Une exception était prévue en cas de danger grave et imminent ou de risque de dommages irréversibles. Dans cette hypothèse, le lanceur d’alerte pouvait saisir directement l’administration ou la justice.
Depuis lors, la loi n° 2022-401 du 21 mars 2022 visant à améliorer la protection des lanceurs d’alerte dite « loi Waserman » entrée vigueur depuis le 1er septembre 2022, a modifié la procédure de signalement des alertes, de sorte que la procédure graduée n’est plus obligatoire.
Dans cette affaire, la Cour de cassation donne des précisions s’agissant des dispositions anciennes applicables au litige, c’est-à-dire avant l’entrée en vigueur de la loi Waserman. 
Le lanceur d’alerte a-t-il une obligation de respecter la procédure d’alerte graduée avant de dénoncer des faits constitutifs d’un crime ou d’un délit ?

Cass. soc., 15 février 2023, n° 21-20.342

L’affaire concerne une salariée engagée depuis décembre 2010, en qualité de surveillante de nuit au sein d’une maison d’enfants à caractère social.

En juin 2018, elle a effectué un signalement auprès de l’inspection du travail pour dénoncer des incidents se déroulant la nuit, notamment de possibles agressions sexuelles commises par certains enfants accueillis sur d’autres.

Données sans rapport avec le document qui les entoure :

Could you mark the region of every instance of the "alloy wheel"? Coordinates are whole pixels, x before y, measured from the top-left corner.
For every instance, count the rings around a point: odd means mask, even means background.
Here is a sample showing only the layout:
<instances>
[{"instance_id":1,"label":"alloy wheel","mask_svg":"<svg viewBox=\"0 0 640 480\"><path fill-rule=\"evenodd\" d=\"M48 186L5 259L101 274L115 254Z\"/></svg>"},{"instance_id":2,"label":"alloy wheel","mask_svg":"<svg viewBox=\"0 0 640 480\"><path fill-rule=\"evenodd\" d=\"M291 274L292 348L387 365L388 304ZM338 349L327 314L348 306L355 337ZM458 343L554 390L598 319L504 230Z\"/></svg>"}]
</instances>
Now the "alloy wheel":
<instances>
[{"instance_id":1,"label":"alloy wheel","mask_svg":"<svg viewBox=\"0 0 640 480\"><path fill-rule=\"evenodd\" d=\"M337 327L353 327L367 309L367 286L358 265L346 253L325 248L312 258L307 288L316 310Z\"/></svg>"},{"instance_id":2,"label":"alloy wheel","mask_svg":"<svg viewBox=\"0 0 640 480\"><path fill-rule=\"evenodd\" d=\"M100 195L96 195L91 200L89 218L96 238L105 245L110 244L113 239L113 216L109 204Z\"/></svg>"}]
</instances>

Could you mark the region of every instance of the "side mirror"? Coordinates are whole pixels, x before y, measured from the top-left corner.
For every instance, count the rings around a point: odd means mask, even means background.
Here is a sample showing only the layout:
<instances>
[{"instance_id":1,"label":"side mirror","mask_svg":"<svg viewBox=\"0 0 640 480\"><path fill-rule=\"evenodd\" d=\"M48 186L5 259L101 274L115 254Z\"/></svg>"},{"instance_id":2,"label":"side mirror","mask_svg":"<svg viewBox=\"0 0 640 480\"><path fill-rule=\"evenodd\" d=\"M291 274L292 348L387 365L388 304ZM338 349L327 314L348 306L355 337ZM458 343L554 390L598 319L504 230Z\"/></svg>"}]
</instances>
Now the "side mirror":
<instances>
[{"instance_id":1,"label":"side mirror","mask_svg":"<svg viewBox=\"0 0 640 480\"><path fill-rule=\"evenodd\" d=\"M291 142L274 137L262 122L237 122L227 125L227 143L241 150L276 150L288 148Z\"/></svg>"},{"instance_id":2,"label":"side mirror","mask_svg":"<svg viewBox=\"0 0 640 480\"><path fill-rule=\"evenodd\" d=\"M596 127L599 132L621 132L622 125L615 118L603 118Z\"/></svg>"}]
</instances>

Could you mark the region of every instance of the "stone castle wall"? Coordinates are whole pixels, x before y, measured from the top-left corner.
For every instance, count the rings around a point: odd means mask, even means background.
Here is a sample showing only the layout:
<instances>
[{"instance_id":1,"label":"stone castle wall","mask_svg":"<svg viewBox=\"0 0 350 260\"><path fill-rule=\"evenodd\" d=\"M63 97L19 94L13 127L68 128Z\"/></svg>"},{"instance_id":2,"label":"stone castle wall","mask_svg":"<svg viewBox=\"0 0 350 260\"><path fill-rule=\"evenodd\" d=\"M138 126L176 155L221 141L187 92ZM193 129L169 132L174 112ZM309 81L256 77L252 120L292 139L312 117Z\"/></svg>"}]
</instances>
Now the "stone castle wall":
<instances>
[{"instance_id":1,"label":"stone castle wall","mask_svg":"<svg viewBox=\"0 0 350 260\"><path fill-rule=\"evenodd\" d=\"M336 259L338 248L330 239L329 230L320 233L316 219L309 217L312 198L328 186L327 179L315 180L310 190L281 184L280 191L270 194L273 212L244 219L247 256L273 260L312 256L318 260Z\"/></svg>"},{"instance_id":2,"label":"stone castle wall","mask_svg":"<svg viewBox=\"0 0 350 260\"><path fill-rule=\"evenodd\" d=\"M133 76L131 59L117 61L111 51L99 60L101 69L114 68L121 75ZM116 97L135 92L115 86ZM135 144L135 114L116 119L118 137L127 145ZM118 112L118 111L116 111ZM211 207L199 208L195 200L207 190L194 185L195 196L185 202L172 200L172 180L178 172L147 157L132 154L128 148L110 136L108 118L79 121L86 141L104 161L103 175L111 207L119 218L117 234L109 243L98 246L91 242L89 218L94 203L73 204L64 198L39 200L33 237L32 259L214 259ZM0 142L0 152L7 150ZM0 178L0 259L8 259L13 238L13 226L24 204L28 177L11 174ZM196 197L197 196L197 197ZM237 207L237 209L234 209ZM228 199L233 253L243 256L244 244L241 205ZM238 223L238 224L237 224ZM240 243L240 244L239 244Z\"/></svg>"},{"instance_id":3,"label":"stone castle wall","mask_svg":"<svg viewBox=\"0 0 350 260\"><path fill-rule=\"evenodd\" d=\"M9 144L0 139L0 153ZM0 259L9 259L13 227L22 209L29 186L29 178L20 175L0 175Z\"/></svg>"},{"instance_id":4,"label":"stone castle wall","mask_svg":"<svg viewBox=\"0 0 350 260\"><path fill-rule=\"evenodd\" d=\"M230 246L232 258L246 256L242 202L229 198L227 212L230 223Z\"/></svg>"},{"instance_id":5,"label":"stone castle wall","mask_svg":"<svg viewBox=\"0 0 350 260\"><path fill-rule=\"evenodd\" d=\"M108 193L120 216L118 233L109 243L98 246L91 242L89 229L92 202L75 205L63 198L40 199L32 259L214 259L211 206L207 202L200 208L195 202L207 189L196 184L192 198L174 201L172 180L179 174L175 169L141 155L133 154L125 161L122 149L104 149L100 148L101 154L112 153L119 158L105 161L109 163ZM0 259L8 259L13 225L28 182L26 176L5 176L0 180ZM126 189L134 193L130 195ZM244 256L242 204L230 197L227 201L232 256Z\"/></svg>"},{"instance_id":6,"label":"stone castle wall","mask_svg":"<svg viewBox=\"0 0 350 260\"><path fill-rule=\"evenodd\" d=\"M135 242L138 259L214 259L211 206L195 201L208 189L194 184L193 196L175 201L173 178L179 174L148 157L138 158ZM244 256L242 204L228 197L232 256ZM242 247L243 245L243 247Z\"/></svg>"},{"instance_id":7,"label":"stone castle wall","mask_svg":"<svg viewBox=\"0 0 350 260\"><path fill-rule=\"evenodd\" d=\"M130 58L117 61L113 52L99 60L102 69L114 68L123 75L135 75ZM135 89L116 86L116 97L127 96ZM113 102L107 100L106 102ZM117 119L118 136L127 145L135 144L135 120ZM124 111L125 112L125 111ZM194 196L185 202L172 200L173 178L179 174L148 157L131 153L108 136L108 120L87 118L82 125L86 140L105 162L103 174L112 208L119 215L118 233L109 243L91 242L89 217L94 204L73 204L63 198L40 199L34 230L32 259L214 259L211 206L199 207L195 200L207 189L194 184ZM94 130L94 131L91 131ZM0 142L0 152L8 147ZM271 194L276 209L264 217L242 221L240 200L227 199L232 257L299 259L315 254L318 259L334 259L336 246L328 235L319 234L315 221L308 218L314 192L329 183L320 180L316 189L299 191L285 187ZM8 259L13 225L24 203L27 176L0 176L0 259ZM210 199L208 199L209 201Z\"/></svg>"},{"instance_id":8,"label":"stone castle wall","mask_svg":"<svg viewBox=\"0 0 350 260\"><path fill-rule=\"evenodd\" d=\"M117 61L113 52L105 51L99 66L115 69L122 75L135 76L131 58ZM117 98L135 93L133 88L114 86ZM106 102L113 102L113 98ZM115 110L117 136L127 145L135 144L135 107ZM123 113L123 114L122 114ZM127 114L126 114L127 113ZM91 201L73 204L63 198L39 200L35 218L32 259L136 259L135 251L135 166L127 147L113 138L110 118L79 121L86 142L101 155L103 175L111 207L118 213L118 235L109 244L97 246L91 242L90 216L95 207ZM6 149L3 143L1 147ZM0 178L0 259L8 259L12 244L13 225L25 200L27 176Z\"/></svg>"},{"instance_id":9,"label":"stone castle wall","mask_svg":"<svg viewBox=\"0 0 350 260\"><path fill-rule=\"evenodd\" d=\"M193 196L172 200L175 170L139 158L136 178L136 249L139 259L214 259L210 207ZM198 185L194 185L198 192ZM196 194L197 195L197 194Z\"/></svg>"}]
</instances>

À l’issue de ce signalement, l’Inspection du travail a effectué un contrôle au sein de l’établissement au cours duquel la salariée a remis la copie d’un courriel adressé par l’équipe éducative aux responsables de l’association pour dénoncer les faits.

L’Inspection du travail a informé le procureur de la République de faits ne relevant pas de ses compétences mais lui paraissant mettre en danger les salariés et les enfants confiés à cette institution.

À l’issue de deux enquêtes classées sans suite (l’une pour agression sexuelle sur mineurs et une autre visant la salariée pour dénonciation mensongère), la salariée a été licenciée.

La lettre de licenciement faisait grief à la salariée d’avoir interpellé l’Inspection du travail pour faire état de conditions de travail dangereuses pour elle-même et les enfants, et d’avoir effectué sans autorisation une copie du cahier de liaison et transmis une copie de mails à l’inspectrice du travail, ces déclarations et ce comportement ayant eu pour conséquence l’ouverture d’une enquête pénale.

Considérant que ce licenciement était en lien avec la dénonciation des manquements constatés au sein de l’établissement, elle a saisi le conseil de prud’hommes en référé pour obtenir sa réintégration.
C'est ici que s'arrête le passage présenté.